The PCR test is not a "substitute" for the antibody test. However, the negative result is strongly reassuring. It is pretty much impossible to have HIV with a negative PCR test at 10 days.
Your new questions are simply asking the same things you did originally, asking me to repeat myself. I haven't changed my mind. I already told you that this exposure does not warrant HIV testing at all, based on risk assessment -- but that you should be tested for psychological reassurance. It seems clear that you're going to need to know "for sure" you weren't infected, beyond any advice I can give. But it's up to you.
It seems clear you are under the care of a knowedgeable physician. Continue to follow his advice about further testing. To me, it seems reasonable for you to have an antibody test at 6 weeks. Until then you should not be worried at all. You didn't catch HIV.
That will be all for this thread. I won't have any further advice.
Hi Dr. Handsfield,
Just to follow up, I had severe symptoms from days 3-12 (still ongoing) and a doctor here advised me to take a qualitative HIV-1 PCR RNA test, which I did, 10 days post exposure. Equipment was COBAS Ampliprep and COBAS TaqMan with sensitivity of 20 copies/ml and detecting Group M and O subtypes.
Just got the result and it was "Not Detectable"
I know this is not a substitute for an antibody test, but given that: (1) you advise no need of testing for insertive oral sex, (2) the CDC says that viral load can be detected 9-11 days post exposure, and (3) I have a negative result, can I close this chapter and not need to test anymore (i.e. assume I definitely do not have HIV), or do I still need the 6 week test?
Thanks!
Regardless of what I would do, you should be tested. Most persons with the level of concern you express will not be fully reassured by any objective analysis and need the additinoal reassurance of a negative test result in order to move on.
That said, given the premises you state, I would have a single HIV antibody test at 6 weeks. But I wouldn't lose any sleep while awaiting the result.
Dear Dr. Handsfield,
Thank you for your reply. I am not trying to make things appear worse than they are. Normally I wouldn't have paid much attention, but it just felt like the perfect storm in terms of other factors. What worried me the most was the high HIV prevalence in the red light area, coupled with the fact that one of them had oral ulceration and probably wasn't on medication due to the economic plight of the csw's in the area.
I am a little unclear as you say you are happy to agree that I am at risk, and then you mention that I should test even though the risk is low, if any. If you were in my position, would you feel the need to test based on this isolated incident? I value your opinion, and that's why its important for me to get your feedback on where I stand.
I know it was a mistake and I hope to learn from it. Just hope it's not too late.
Thx.
It seems pretty obvious you have decided you are at high risk for HIV and are working very hard to find corroboration of that viewpoint, both here and on the commmunity forum. You slant your question very strongly in order to make me agree you are at risk. OK, I'll be happy to agree. But why is it so important to you to believe it?
Be clear: What is known is that there are few if any scientifically documented cases of people acquiring HIV by oral to genital transmission, but there are no data to prove that oral sex doesn't transmit HIV, and we have never said that on this forum. We generally conclude that the risk is low enough to be ignored, and often that translates to "no risk" for verbal shorthand. Also, there are no data to prove that saliva is never infectious; probably it is, sometimes. And of course it is possible that a yeast infection or other inflammatory condition of the penis could increase the risk of HIV transmission if exposed. However, since we know that oral sex rarely if ever transmits the virus, even though various minor inflammatory conditions of the penis, or oral sores (herpes, other) sometimes are present, those factors seem to have little influence on transmission.

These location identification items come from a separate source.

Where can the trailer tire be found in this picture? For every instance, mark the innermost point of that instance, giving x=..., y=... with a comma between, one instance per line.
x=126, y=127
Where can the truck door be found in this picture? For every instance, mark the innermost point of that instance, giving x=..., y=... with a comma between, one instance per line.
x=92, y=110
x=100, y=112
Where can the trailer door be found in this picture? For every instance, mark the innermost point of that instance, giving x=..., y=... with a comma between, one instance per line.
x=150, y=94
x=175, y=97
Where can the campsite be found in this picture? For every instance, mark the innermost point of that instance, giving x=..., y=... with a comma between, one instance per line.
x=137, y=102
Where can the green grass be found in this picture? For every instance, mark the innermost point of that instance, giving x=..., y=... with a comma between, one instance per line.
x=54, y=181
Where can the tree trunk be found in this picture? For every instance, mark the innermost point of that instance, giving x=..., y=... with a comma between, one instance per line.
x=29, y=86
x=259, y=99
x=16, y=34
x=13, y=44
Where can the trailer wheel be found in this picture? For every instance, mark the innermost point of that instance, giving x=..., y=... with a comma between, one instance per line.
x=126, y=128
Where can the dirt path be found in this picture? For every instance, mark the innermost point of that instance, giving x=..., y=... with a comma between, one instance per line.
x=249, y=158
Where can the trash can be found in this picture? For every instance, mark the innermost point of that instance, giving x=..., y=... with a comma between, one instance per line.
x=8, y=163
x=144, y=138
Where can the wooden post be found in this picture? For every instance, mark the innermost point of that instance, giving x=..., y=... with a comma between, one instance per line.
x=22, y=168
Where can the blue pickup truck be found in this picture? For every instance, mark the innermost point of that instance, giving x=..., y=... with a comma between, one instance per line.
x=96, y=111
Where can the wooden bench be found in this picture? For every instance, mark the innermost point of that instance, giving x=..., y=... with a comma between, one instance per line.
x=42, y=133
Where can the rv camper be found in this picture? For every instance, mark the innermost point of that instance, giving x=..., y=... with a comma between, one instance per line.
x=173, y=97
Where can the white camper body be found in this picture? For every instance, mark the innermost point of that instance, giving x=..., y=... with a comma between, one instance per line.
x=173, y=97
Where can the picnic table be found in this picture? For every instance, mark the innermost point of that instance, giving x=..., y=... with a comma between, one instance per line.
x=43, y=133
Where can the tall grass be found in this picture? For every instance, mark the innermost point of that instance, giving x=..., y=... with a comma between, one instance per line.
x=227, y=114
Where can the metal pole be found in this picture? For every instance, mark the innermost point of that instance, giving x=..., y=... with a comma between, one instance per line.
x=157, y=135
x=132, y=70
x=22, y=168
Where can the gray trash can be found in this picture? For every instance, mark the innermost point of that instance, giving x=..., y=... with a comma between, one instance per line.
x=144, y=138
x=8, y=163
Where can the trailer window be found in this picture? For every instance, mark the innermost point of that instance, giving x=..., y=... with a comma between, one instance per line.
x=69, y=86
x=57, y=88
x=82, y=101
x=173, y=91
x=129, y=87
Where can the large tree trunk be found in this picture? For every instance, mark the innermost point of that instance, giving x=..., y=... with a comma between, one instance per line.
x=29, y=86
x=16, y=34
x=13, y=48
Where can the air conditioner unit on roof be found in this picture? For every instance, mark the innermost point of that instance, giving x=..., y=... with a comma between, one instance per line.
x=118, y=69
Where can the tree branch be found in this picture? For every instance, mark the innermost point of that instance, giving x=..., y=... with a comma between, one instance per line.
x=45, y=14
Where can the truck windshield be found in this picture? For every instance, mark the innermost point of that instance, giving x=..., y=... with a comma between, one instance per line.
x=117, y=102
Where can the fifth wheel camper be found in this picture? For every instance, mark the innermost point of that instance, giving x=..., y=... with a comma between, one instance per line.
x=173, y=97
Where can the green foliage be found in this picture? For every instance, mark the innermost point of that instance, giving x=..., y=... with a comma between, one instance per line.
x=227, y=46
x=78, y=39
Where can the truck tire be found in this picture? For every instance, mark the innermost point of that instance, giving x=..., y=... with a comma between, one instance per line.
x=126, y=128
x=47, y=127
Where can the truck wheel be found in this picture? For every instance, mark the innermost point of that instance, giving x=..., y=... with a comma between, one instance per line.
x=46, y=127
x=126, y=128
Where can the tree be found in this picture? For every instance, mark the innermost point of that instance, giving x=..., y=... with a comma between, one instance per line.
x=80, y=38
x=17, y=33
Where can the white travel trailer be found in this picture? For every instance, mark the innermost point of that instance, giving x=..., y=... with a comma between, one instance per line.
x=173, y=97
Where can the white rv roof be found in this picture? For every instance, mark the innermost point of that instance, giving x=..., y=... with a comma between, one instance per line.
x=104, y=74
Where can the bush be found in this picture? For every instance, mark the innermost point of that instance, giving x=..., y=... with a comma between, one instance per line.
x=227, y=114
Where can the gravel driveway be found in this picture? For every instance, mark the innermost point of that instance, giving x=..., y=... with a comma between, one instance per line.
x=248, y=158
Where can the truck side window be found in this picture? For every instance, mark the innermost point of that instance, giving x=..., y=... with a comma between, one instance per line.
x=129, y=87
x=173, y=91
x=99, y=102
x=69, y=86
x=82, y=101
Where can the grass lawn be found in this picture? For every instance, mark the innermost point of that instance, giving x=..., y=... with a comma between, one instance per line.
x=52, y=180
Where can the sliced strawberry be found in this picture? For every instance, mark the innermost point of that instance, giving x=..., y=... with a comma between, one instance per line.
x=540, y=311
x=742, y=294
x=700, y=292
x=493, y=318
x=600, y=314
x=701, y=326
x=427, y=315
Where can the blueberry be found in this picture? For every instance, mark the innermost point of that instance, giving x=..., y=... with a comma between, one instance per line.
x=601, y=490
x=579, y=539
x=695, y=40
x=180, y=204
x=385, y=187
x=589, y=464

1) I am exceedingly skeptical that there is any neighbornood or group of CSWs in India, or anywhere else, with an 85% prevalence of HIV. However, if that were true, and given the other circumstances you describe, I agree that there could have been some risk of HIV.
2) Given your premises, it is reasonable to get tested, if only for the reassurance factor from the negative result. However, your risk of HIV remains very low, if any.
3) There are no scientific data by which to answer these questions.
4) Azithromycin often causes transient diarrhea exactly as you describe. This does not affect drug absorption and both antibiotics remained and fully effective.
5) LGV is an impossible consequence from these events; chlamydia is uncommon in the oral cavity and LGV is not known to have been transmitted by oral sex. The drugs would definitetly prevent syphilis, gonorrhea, and chlamydia/LGV, if there were any risk for it.